Добрый Холлоши простил мой «флирт» со школой Ашбе и ничего не имел против моего возвращения.
Тогда мне еще было неясно, в чем именно противоположность этих двух мюнхенских мастерских. Тут можно было видеть два совершенно различных направления в подходе к натуре. У Ашбе его принцип «большой линии» и «большой формы» логически вел к упрощению и «плакатности» и к декоративности — в конечном итоге к преображению натуры, к отходу от реальности (помню, как кем-то провозглашенный лозунг «Los von Natur» вызвал сенсацию в школе).
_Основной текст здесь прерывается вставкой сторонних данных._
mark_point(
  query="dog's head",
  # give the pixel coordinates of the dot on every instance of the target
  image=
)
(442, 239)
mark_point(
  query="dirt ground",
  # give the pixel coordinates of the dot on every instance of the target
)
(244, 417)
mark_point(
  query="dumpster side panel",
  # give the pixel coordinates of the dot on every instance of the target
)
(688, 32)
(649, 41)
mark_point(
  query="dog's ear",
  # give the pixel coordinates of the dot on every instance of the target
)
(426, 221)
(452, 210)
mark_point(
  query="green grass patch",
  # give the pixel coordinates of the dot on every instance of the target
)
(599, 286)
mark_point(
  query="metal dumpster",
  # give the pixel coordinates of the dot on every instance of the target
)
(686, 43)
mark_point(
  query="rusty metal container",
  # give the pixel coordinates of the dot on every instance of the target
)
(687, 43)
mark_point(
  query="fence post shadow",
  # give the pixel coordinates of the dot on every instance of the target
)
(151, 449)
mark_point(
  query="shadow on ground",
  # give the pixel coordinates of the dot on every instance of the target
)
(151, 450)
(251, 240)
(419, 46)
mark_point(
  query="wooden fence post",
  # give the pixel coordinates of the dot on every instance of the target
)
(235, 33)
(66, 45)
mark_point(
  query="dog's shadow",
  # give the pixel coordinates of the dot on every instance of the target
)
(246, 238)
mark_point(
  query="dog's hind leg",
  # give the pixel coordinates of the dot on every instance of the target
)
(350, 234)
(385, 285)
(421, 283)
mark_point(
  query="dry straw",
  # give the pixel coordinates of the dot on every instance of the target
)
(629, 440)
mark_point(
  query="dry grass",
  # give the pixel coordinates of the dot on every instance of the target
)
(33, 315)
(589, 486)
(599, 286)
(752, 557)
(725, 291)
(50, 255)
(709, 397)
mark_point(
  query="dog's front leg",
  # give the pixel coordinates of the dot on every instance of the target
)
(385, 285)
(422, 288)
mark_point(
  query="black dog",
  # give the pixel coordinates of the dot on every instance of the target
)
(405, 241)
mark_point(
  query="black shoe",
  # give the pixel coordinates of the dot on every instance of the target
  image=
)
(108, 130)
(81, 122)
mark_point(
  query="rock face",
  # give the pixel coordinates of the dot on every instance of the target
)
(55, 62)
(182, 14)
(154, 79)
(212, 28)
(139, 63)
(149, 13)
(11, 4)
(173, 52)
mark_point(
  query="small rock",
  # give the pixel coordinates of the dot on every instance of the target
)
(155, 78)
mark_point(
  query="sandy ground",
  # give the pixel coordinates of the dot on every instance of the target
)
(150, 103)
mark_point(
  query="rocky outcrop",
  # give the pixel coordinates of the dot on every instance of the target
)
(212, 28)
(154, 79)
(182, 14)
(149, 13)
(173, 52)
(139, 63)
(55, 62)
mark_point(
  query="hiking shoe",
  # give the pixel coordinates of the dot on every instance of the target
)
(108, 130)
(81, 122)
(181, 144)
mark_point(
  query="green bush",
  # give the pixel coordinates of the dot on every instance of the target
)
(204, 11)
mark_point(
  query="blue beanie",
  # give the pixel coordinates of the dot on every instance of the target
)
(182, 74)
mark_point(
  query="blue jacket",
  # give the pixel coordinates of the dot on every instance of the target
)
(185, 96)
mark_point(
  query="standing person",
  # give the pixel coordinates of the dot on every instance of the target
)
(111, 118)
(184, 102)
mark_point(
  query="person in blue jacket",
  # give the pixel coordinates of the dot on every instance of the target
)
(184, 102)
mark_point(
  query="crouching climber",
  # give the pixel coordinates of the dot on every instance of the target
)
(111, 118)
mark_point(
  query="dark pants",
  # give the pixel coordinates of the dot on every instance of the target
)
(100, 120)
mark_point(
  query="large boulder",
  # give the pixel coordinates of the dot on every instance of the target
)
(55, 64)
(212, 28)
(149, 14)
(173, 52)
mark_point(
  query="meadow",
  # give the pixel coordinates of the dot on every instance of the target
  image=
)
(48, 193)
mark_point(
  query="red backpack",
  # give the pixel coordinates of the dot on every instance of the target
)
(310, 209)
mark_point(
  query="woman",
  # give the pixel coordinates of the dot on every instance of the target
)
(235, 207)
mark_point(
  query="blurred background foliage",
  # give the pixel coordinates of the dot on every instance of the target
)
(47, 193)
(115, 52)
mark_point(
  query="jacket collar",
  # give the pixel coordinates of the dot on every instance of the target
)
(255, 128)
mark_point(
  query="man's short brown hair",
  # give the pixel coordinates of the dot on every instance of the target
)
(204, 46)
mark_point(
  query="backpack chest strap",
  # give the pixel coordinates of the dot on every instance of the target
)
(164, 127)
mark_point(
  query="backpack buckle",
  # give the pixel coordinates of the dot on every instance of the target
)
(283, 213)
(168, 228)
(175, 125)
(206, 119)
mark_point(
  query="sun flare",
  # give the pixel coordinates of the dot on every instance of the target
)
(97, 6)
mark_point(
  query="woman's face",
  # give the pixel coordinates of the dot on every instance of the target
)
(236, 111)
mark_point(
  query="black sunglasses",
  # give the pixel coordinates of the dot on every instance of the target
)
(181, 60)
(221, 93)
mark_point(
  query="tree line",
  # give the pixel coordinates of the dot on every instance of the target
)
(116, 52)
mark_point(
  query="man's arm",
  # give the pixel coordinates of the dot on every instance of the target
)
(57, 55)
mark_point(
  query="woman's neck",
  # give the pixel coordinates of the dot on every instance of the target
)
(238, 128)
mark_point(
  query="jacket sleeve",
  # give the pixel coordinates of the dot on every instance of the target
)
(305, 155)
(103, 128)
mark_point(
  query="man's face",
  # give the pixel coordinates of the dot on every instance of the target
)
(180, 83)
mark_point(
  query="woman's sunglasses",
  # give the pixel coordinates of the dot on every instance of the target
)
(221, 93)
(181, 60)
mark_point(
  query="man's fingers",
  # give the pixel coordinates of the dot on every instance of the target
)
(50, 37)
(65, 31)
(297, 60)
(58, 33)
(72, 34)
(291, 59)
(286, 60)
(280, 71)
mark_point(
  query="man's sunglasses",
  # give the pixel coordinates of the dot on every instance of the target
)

У самого «последовательного из последователей» Ашбе, Явленского, его «го́ловы» постепенно превратились в чистые схемы (вероятно, чтобы выйти из тупика, он обратился к примитивам и стал себя вдохновлять детским творчеством)[ii]. Другой «ашбовец» — Кандинский — пошел гораздо дальше, и его композиции можно назвать началом беспредметного искусства, столь заразившего современное абстрактное «творчество», и пресловутого немецкого экспрессионизма — «экспромты» Кандинского порывали со всякой реальностью. Но эти явления — более позднего времени, при мне до этих эксцессов еще было далеко, хотя зачатки уже появились.
У Холлоши в противоположность тому, что делалось в мастерской Ашбе, было бережное отношение к натуре. Холлоши, как я уже упоминал, взывал к своим ученикам, что форма должна восприниматься чувством, а не «холодным рассудком». Здесь было утверждение реальности, любование индивидуальной формой и вообще как бы «интимное» углубление в натуру.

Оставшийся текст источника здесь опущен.